El núcleo de esta actividad se concentra en un huerto ecológico diseñado en bancales de madera, donde se practica el cultivo rotativo y orgánico. Según los registros de actividad de la finca, la producción se adapta estrictamente a las temporadas climáticas: desde tomates de la variedad «kisko», lechugas y cebolletas en los meses estivales, hasta borrajas, acelgas y puerros en el periodo invernal. El sistema se complementa con el uso de compostaje propio, elaborado a partir de residuos vegetales y abono orgánico animal, eliminando el uso de pesticidas y fertilizantes químicos sintéticos.

La infraestructura ganadera de la propiedad está orientada a la obtención de productos frescos de alta calidad. La finca dispone de un gallinero donde las aves de corral se crían en régimen de semilibertad, garantizando una producción constante de huevos destinados al consumo diario. Asimismo, la propiedad cuenta con zonas de pasto para patos y ocas, además de una extensión de árboles frutales que incluye manzanos para la elaboración de sidra artesanal, higueras, limoneros y nogales, configurando un ecosistema diverso y funcional.

Desde el punto de vista arquitectónico y social, la residencia está diseñada para fundirse con la orografía de los montes vascos, priorizando la vegetación autóctona frente a estéticas ornamentales rígidas. El espacio incluye áreas de encuentro familiar, como un porche con horno de leña y barbacoa, orientadas hacia el mar Cantábrico. Este entorno privado constituye el centro neurálgico de la familia Arguiñano-Ameztoy, donde el cocinero y su esposa, Luisi Ameztoy, coordinan las reuniones de sus siete hijos y nietos.

En el ámbito empresarial, la actividad de Arguiñano se mantiene vinculada al histórico palacete del siglo XIX que alberga su hotel-restaurante en primera línea de playa.

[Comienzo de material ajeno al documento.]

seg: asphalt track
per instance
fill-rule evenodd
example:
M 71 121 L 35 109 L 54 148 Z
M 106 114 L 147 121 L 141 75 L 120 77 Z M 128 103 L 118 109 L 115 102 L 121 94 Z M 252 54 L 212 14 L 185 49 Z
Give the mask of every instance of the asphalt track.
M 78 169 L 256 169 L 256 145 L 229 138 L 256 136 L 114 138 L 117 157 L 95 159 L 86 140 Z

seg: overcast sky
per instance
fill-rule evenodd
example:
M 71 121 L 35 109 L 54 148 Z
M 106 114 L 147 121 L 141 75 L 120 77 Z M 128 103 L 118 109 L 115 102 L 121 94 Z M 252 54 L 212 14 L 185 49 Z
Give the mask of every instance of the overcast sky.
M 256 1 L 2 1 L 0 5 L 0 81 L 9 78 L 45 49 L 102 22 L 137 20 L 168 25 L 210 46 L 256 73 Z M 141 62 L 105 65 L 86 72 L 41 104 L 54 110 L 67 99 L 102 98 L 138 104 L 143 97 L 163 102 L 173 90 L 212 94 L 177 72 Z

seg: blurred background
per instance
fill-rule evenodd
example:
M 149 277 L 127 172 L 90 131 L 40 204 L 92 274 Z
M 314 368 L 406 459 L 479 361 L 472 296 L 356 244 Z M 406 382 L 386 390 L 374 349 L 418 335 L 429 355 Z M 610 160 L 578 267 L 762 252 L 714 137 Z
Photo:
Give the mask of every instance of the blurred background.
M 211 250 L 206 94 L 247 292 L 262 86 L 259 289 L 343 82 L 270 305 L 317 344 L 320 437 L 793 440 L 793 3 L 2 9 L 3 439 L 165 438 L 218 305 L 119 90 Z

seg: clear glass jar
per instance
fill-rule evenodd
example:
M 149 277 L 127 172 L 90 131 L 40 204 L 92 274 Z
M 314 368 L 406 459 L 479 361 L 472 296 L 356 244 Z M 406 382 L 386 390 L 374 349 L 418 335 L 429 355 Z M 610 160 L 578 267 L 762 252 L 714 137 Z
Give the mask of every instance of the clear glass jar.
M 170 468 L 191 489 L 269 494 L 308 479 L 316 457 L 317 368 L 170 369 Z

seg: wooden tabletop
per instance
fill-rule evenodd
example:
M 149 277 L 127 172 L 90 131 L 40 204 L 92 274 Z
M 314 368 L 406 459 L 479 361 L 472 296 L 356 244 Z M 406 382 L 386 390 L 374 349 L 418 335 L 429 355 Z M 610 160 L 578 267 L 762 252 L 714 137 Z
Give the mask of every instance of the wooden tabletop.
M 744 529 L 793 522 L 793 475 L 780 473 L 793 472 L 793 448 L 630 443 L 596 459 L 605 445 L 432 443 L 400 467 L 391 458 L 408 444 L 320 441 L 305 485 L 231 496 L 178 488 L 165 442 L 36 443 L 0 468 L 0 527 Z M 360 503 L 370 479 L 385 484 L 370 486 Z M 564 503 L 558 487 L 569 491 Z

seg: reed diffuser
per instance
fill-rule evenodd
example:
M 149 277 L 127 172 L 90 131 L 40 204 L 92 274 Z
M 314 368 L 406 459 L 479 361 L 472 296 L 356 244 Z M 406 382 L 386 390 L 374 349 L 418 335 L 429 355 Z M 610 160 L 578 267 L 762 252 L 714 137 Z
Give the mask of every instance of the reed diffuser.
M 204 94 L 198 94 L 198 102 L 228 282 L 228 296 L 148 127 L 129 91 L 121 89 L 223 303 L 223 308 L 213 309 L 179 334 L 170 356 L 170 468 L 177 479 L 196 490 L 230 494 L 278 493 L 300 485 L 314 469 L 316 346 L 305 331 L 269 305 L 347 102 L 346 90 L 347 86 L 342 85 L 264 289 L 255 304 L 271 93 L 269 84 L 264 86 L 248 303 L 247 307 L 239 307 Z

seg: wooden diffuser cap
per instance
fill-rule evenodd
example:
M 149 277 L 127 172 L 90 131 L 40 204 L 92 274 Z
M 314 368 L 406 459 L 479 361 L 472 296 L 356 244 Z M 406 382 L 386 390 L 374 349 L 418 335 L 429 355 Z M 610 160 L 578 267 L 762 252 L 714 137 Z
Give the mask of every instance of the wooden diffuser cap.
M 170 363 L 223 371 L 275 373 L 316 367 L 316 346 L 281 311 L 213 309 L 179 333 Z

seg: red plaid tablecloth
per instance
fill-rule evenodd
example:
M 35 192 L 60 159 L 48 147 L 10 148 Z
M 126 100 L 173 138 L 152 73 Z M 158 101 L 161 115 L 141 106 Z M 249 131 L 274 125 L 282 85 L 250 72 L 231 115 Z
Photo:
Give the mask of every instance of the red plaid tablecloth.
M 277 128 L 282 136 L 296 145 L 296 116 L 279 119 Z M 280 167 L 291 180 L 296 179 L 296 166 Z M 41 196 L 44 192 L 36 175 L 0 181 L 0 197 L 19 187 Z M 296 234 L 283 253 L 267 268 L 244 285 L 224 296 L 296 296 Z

La gestión operativa de este establecimiento ha sido delegada en sus hijos: Zigor en el área culinaria, Martín en la atención de sala y Amaia en la dirección de la bodega. Esta estructura permite al chef mantener una presencia institucional en el municipio, donde participa activamente en la vida social y cultural, incluyendo el fomento del deporte rural a través de su empresa de gestión de pelotaris, Baiko Pilota.

La rutina diaria de Arguiñano en Zarautz, caracterizada por la práctica de deporte y el contacto directo con los productores locales en el mercado de la villa, refuerza una imagen de cercanía institucional. Su modelo de vida en el litoral guipuzcoano se presenta como una síntesis entre la modernidad de su proyección pública y la preservación de los valores tradicionales de la agricultura y la ganadería vasca, consolidando un legado que prioriza la calidad del producto y la sostenibilidad ambiental.